Berlin - Nach Ansicht von Experten wäre es möglich, schneller Corona-Impfstoffe zu produzieren, wenn die Entwicklerfirmen ihr Wissen teilen würden. Regierungen könnten und sollten dies einfordern, da sie Milliarden an öffentlichem Geld für die Impfstoffe zahlten, teilten Gesundheitsexperten aus mehreren Ländern dem NDR mit.

Zudem kritisieren sie die Intransparenz der Förder- und Liefervereinbarungen sowie der Entwicklungs- und Herstellungskosten. Die Staaten sollten von Pharmaunternehmen verlangen, dass sie ihre Technologie weitergeben, "damit möglichst viele verschiedene Hersteller auf der ganzen Welt mit der Produktion beginnen können", sagte Suerie Moon, Co-Direktorin des Global Health Centre in Genf, dem ARD-Politikmagazin "Panorama". Es gebe viele Hebel, mit denen man Unternehmen dazu bringen könne, etwa über Gesetze oder internationale Vereinbarungen. Sie forderte, die Impfstoff-Technologien in der aktuellen weltweiten Notsituation als "globales öffentliches Gut" zu teilen, "sodass alle auf der Welt davon profitieren".
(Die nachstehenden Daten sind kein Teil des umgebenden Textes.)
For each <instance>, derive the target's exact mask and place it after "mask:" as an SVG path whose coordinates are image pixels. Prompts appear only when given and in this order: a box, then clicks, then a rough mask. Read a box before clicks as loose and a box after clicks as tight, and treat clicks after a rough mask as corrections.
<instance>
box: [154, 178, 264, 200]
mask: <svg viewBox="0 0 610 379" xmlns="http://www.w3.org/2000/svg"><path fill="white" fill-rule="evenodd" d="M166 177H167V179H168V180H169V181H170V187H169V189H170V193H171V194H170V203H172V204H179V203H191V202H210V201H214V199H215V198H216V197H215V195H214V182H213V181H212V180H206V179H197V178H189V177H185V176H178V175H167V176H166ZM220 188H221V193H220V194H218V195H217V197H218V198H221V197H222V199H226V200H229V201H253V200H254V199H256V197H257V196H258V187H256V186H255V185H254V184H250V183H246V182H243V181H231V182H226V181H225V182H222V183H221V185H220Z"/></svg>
Auch der Ökonom James Love von der Organisation Knowledge Ecology International in den USA fordert einen offenen Zugang zu den Technologien. Er sieht ein "großes Politikversagen" darin, dass Regierungen riesige Summen gezahlt, dies aber an so gut wie keine Vorgaben geknüpft hätten. Derzeit diskutieren die Mitglieder der Welthandelsorganisation (WTO) über einen Vorstoß von Indien und Südafrika. Die beiden Länder wollen erreichen, dass während der Pandemie bestimmte Patente ausgesetzt werden können.
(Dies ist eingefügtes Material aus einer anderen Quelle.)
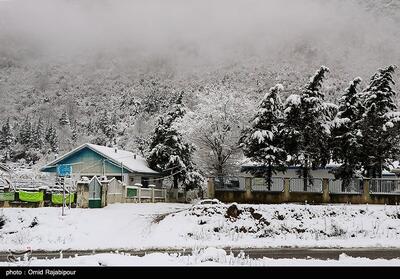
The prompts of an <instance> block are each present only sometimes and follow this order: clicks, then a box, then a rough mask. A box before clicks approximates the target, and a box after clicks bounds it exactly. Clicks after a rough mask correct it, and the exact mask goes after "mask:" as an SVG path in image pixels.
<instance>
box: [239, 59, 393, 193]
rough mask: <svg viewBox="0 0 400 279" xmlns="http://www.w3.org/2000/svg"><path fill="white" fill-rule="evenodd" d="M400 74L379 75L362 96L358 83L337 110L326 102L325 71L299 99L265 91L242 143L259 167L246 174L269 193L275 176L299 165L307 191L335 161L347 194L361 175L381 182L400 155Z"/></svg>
mask: <svg viewBox="0 0 400 279" xmlns="http://www.w3.org/2000/svg"><path fill="white" fill-rule="evenodd" d="M395 69H396V67H395V66H388V67H387V68H384V69H379V70H378V71H377V73H375V74H374V75H373V76H372V77H371V79H370V80H369V84H368V85H367V86H366V87H365V88H364V89H363V90H361V89H359V87H360V83H361V78H359V77H357V78H355V79H354V80H352V81H351V82H350V83H349V86H348V87H347V88H346V89H345V90H344V92H343V94H342V96H341V97H340V98H339V105H338V106H336V105H333V104H330V103H326V102H324V94H323V93H322V90H321V88H322V84H323V81H324V79H325V78H326V75H327V74H328V73H329V69H328V68H327V67H324V66H322V67H321V68H320V69H319V70H318V71H317V72H316V73H315V74H314V75H313V76H312V77H311V78H310V81H309V82H308V83H307V84H306V85H305V86H304V87H303V89H302V90H301V92H299V94H292V95H290V96H289V97H288V98H287V99H286V100H285V101H284V102H282V101H281V98H280V96H279V95H280V94H279V93H280V92H281V91H282V90H283V86H282V85H280V84H278V85H276V86H274V87H272V88H270V89H269V90H266V89H264V91H266V92H265V95H264V97H263V99H262V101H261V102H260V104H259V106H258V110H257V111H256V113H255V115H254V116H253V118H252V119H251V121H250V123H249V127H247V128H246V129H244V130H243V131H242V135H241V138H240V146H241V147H242V150H243V153H244V155H245V156H246V157H248V158H250V159H251V160H252V161H253V162H254V163H255V165H256V166H249V167H247V168H245V171H247V172H251V173H252V174H254V175H258V176H262V177H264V178H265V180H266V183H267V185H268V187H271V184H272V179H271V178H272V176H273V174H275V173H277V172H280V171H285V170H286V169H287V168H288V166H293V165H295V166H299V173H298V174H299V177H302V178H303V179H304V187H305V188H306V187H307V185H308V183H310V181H311V178H312V177H311V172H310V170H311V169H316V168H321V167H325V166H326V165H327V164H328V163H329V162H330V161H331V160H332V161H334V162H335V163H338V164H340V165H339V167H337V168H335V169H334V171H333V172H334V175H335V177H336V178H337V179H342V180H343V182H344V183H343V188H345V187H347V185H349V183H350V181H351V179H352V178H353V177H354V176H356V175H357V174H360V175H363V176H366V177H382V172H383V171H384V170H389V167H390V165H391V163H392V162H393V161H395V160H398V159H399V155H400V149H399V148H400V144H399V142H400V141H399V140H400V133H399V131H400V129H399V123H400V114H399V113H398V112H397V106H396V104H395V102H394V96H395V92H394V91H393V89H392V86H393V85H394V81H393V74H394V72H395Z"/></svg>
Unterstützt werden sie von mehreren Organisationen wie Ärzte ohne Grenzen, Human Rights Watch oder Amnesty International. Auch die UN-Menschenrechtskommission, die UNESCO und die Weltgesundheitsorganisation (WHO) fordern einen offenen Zugang zu Daten und Informationen. Im Mai hatte die WHO bereits Firmen dazu aufgerufen, Patente und Daten in einen gemeinsamen Pool einzuspeisen. Staaten sollten entsprechende Klauseln in die Verträge mit Pharmaunternehmen aufnehmen.
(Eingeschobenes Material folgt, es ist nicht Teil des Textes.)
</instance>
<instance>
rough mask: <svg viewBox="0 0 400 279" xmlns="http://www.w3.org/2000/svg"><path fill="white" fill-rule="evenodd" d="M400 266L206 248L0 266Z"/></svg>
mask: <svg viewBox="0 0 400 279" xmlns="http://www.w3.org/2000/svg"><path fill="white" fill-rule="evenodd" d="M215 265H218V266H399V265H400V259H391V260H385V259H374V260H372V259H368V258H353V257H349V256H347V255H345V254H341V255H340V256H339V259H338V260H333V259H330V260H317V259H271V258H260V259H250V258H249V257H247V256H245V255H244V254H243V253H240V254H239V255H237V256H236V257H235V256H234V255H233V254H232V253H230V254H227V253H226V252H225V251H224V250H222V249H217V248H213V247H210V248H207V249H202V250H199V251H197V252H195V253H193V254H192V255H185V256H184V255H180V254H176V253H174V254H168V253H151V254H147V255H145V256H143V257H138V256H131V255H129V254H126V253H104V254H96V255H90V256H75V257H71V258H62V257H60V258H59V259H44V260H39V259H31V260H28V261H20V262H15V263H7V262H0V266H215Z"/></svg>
Doch bis heute hat nach Auskunft der WHO keine Firma Rechte freigegeben. Die meisten wohlhabenderen Länder, darunter Deutschland, unterstützen bislang weder die WHO-Initiative noch den Vorstoß von Indien und Südafrika bei der WTO. Dabei hatte Bundeskanzlerin Angela Merkel (CDU) im April vergangenen Jahres noch gesagt, es handele sich "um ein globales öffentliches Gut, einen Corona-Impfstoff zu produzieren und ihn dann auch in alle Teile der Welt zu verteilen". Auf Anfrage des NDR teilte das zuständige Bundesjustizministerium nun mit, es gebe "keine Belege dafür, dass gerade der Schutz geistiger Eigentumsrechte eine angemessene Versorgung mit Produkten behindert". Das wichtigste Mittel für eine arbeitsteilige Produktion sei die "freiwillige Erteilung von Lizenzen durch die Rechteinhaber".

Generell sieht das Ministerium den Schutz geistiger Eigentumsrechte als "einen wichtigen marktbasierten Anreiz für die Entwicklung von Medikamenten und Impfstoffen durch private Unternehmen". Damit stützt die Regierung die Position der Pharmabranche.